The probability of drawing 2 diamonds is 1/16 because there are 4 suits in the pack. So there is a 1/16 chance of winning $37. The probability of losing is 15/16, which is a forfeit of $5.
Assuming the cards are each returned to the pack after drawing, the expectation over 713 games is 713/16*37=$1648.81 in winnings and 713*15/16*5=$3342.19 in losses.
The expectation is a loss of $1693.38 approximately.
There are other variations. For example if the cards are not returned to the pack until after drawing the second card, the odds for drawing 2 diamonds is 1/4*12/51=1/17 and the odds of failure are 16/17, making the gains=$1551.82 and the losses=$3355.29, with a total loss of $1803.47.
Another variation is to start by drawing two cards (game 1); return both cards to the pack; draw one card from the pack and compare it with the second card from game 1—this is game 2. After 713 games, 714 cards in total would have been drawn, because 2 cards are drawn for game 1 and thereafter only 1 card is drawn. This changes the results, but the odds are 1/17 for success and 16/17 for failure as before.

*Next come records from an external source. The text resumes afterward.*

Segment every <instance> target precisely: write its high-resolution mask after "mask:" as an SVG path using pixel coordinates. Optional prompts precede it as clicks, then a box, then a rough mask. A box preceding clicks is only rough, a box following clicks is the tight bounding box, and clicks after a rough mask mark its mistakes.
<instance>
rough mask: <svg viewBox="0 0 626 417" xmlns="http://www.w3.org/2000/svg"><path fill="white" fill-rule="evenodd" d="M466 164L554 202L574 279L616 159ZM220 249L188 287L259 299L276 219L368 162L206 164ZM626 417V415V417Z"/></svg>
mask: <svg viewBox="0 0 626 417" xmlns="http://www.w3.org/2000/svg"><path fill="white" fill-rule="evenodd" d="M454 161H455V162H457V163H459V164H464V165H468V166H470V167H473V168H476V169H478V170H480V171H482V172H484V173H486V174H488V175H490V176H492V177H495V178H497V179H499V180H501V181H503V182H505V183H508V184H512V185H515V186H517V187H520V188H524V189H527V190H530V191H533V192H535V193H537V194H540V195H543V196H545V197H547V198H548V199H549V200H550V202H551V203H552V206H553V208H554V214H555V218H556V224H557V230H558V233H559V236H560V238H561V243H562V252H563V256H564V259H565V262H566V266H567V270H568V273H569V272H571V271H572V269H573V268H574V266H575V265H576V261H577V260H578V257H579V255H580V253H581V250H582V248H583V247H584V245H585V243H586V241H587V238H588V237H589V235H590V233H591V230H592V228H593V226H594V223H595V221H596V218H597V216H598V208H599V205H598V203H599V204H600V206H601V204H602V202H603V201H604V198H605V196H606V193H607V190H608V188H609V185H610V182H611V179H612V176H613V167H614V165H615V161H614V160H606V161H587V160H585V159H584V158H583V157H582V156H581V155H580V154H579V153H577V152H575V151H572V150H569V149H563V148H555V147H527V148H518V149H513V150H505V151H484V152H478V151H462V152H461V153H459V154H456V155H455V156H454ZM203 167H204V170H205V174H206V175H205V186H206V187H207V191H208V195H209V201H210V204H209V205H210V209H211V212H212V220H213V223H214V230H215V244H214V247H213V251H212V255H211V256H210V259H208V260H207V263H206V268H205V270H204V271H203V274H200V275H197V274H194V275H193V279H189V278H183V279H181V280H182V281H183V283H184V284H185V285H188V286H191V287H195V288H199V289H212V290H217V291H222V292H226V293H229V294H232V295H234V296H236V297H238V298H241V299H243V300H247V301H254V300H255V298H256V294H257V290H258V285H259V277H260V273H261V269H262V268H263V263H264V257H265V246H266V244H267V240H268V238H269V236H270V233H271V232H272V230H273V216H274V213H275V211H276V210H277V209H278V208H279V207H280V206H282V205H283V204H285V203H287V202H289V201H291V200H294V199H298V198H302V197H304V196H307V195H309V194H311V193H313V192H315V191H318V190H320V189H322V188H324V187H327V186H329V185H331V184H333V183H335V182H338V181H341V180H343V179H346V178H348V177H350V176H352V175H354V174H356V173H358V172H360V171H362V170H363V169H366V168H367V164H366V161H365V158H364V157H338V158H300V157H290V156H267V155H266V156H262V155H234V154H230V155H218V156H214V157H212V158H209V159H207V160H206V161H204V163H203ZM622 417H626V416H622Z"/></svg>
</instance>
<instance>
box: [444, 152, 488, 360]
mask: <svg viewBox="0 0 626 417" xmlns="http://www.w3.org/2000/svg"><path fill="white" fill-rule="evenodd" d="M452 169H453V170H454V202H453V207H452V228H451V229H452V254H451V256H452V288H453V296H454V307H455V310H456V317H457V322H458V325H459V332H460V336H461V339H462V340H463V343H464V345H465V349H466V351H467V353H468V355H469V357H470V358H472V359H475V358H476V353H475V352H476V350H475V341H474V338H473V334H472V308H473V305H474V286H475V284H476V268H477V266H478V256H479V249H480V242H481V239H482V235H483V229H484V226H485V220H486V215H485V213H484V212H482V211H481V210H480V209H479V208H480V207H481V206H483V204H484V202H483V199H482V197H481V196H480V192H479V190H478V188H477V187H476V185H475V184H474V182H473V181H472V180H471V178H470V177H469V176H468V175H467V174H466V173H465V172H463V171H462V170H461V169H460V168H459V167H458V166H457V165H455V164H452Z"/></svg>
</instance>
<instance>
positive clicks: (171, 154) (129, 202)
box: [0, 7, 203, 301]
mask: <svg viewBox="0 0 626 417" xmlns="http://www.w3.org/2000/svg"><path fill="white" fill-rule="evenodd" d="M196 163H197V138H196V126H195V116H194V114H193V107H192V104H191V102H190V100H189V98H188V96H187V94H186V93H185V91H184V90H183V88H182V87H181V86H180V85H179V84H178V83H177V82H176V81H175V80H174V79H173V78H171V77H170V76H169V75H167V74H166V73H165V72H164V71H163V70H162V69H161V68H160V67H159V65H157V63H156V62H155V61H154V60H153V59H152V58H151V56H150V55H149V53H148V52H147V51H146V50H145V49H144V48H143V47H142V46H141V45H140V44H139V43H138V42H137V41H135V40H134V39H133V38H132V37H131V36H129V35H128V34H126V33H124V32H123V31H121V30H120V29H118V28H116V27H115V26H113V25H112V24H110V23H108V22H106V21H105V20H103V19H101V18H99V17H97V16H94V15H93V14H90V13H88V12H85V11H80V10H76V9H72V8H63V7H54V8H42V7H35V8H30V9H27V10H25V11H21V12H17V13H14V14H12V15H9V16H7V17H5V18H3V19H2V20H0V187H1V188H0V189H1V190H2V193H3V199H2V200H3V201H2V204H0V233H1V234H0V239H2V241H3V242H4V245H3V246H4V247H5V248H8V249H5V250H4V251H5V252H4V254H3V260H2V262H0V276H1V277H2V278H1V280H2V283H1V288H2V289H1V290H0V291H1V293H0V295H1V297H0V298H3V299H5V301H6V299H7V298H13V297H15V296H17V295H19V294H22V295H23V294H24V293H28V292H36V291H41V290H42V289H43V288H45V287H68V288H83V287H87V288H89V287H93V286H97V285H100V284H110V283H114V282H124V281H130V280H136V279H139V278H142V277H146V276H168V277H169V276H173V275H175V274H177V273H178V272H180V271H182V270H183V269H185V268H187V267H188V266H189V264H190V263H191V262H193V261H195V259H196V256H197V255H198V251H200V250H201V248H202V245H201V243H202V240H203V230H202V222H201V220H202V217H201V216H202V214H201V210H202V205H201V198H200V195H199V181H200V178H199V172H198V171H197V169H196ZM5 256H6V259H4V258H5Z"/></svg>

In this case the gains are 714*37/17=42*37=$1554 and the losses are 16*714*5/17=42*80=$3360, with an overall loss of $1806. [Because this solution has amounts in exact dollars, it looks like the answer that was expected.]
ALTERNATIVE APPROACH
Consider the following sequence of 16 draws:
The following sequence of 17 cards (where S=spades, C=clubs, D=diamonds, H=hearts):
SCCDCHCSDDHDSHHSS
consists of the following 16 draws:
- SC
- CC
- CD
- DC
- CH
- HC
- CS
- SD
- DD
- DH
- HD
- DS
- SH
- HH
- HS
- SS
All 16 possible permutations of two card suits are included in these draws, and the permutation DD appears as number 9. It requires 17 cards to be drawn to create this list. So DD occurs once in 16 draws.

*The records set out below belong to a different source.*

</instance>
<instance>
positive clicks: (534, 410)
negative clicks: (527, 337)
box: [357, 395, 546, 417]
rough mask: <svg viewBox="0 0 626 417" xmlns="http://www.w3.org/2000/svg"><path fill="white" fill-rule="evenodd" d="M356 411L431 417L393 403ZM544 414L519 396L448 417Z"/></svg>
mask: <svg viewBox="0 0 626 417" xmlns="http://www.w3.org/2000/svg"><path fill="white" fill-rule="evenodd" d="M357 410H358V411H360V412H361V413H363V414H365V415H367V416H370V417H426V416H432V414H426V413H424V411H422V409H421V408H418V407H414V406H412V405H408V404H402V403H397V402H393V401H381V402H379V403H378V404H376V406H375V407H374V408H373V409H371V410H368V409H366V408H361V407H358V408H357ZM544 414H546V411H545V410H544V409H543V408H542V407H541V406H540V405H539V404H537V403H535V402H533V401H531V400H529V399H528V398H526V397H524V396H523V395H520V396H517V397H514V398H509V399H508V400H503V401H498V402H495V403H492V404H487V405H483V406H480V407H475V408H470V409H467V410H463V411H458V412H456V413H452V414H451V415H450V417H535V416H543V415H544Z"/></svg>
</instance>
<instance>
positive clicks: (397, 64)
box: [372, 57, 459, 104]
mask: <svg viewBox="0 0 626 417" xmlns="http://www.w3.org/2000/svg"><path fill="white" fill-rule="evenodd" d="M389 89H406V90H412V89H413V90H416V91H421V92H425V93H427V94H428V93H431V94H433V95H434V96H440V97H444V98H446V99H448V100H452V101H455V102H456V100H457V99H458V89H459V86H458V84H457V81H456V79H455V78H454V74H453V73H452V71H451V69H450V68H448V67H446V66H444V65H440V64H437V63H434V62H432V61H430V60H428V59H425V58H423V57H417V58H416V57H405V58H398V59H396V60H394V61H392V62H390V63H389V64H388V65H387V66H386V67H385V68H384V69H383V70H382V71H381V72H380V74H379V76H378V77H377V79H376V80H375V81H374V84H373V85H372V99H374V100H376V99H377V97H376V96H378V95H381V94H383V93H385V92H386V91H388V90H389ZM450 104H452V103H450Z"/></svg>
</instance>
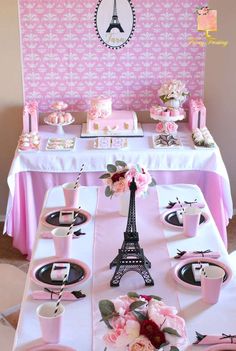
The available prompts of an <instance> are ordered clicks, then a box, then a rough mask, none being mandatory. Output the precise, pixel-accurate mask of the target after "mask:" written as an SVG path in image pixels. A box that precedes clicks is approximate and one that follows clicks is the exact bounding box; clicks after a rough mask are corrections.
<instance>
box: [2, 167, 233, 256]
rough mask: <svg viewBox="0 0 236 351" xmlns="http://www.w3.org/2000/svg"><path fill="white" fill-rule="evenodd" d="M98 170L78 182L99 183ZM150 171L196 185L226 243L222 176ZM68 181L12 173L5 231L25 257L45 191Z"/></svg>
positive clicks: (168, 178) (30, 239)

Now we turn to the probabilities. There are 13 cards of each suit. So when the first card is drawn, there is a probability of 13/52=1/4 of picking a particular suit. That leaves 51 cards in the pack and we have 12 cards of that suit remaining, giving us a probability of 12/51=4/17. Combine the probabilities and we get 1/4×4/17=1/17 of picking two cards of the same suit, and 1-1/17=16/17 of failing to do so. It means that we win $37 only once and we lose 16×5=$80, with a net loss of $43. After drawing the second card we return both cards to the pack, remembering the suit of the second card. Now we draw a third card with a probability of 1/4 of picking the required suit. But we are comparing the suit of the third card with that of the second card, for which the probabity 4/17 applied. So again the probability is still 1/17 (=4/17×1/4) for two cards of the same suit. The probability of 1/17 persists all along the sequence as we draw just one card to make up a pair.
The second S in draw 16 starts the next sequence, a further 16 draws. So we can now continue the sequence. We start from draw 1, because it began with S, but we could start anywhere where the first card is S, so, for example, we could start at draw 13, continue to draw 16 then follow up with draws 1-12. Note that after drawing the second card for each draw both cards are returned to the pack.
It happens that 713=714-1=42×17-1. This means we used 714 cards for 713 draws. So after 42 sequences we lose 42×43=$1806.